"Vous êtes brutal" : l'échange tendu entre une infirmière et Emmanuel Macron

Medisite - AA

Lors de la visite de l'hôpital Delafontaine en Seine-Saint-Denis, le Président a eu un échange dynamique avec une infirmière. Celle-ci l'a pris à partie sur son mode de gouvernance.

La visite présidentielle a été mouvementée. Vendredi 1er décembre 2017, Emmanuel Macron s'est rendu à l'hôpital Delafontaine, à Saint-Denis (Seine-Saint-Denis) à l'occasion de la Journée mondiale de lutte contre le sida. Mais une infirmière a pris à partie le Président quant au rythme de ses réformes et à la façon dont il les applique.

"Je ne suis pas un brutal, je suis un énergique."

"On veut bien du changement, mais pas brutalement comme vous le faites, avec douceur. Vous nous bousculez.
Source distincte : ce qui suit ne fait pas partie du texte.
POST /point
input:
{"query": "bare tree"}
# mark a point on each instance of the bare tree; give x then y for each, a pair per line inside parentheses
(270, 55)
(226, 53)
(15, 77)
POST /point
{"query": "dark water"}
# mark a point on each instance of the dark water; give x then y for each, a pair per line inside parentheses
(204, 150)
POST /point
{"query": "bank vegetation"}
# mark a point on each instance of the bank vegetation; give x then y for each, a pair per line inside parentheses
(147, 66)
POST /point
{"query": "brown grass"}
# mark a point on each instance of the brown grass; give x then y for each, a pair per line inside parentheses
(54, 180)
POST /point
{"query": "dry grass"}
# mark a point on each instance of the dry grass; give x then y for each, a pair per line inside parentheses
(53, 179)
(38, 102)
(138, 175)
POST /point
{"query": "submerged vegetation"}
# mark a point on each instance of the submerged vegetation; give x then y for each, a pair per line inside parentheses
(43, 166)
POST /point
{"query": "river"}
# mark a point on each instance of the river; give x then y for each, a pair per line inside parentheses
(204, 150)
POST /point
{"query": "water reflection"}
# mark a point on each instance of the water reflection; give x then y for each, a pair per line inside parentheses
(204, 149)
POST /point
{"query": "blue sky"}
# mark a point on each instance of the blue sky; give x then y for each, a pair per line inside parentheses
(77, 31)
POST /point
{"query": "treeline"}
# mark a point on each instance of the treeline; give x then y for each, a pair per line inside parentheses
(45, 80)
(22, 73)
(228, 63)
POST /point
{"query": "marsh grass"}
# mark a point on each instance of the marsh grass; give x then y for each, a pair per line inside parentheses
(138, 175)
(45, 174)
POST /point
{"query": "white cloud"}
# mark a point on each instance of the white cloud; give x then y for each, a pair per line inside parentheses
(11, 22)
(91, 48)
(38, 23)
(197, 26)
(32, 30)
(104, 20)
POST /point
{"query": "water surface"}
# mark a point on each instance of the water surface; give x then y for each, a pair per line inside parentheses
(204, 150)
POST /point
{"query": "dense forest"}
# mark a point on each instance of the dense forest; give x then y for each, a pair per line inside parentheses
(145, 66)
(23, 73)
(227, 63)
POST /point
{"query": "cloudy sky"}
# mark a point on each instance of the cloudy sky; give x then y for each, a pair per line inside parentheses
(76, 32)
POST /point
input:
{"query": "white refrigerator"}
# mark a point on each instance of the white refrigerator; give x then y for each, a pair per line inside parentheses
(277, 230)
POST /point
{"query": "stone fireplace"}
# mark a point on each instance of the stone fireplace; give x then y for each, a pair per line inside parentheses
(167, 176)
Allez doucement, pas tout d'un coup", a en effet critiqué l'infirmière, selon Ouest-France avec l'AFP. "Je ne suis pas un brutal, je suis un énergique", lui a alors répondu le Président. "Vous êtes un brutal, pas comme Brigitte, elle est plus calme que vous", a rétorqué la soignante. Emmanuel Macron a alors développé son propos : "Si on ne fait pas les choses un peu vite, on n'arrivera pas à les faire. Ça fait longtemps qu'on attend vous savez." Mais l'infirmière n'était pas à court d'argument : "Ce n'est pas notre faute si eux n'ont pas pu faire", lui a répondu l'infirmière. Ce à quoi le chef de l'Etat a répondu "ce n'est pas de la mienne nous plus".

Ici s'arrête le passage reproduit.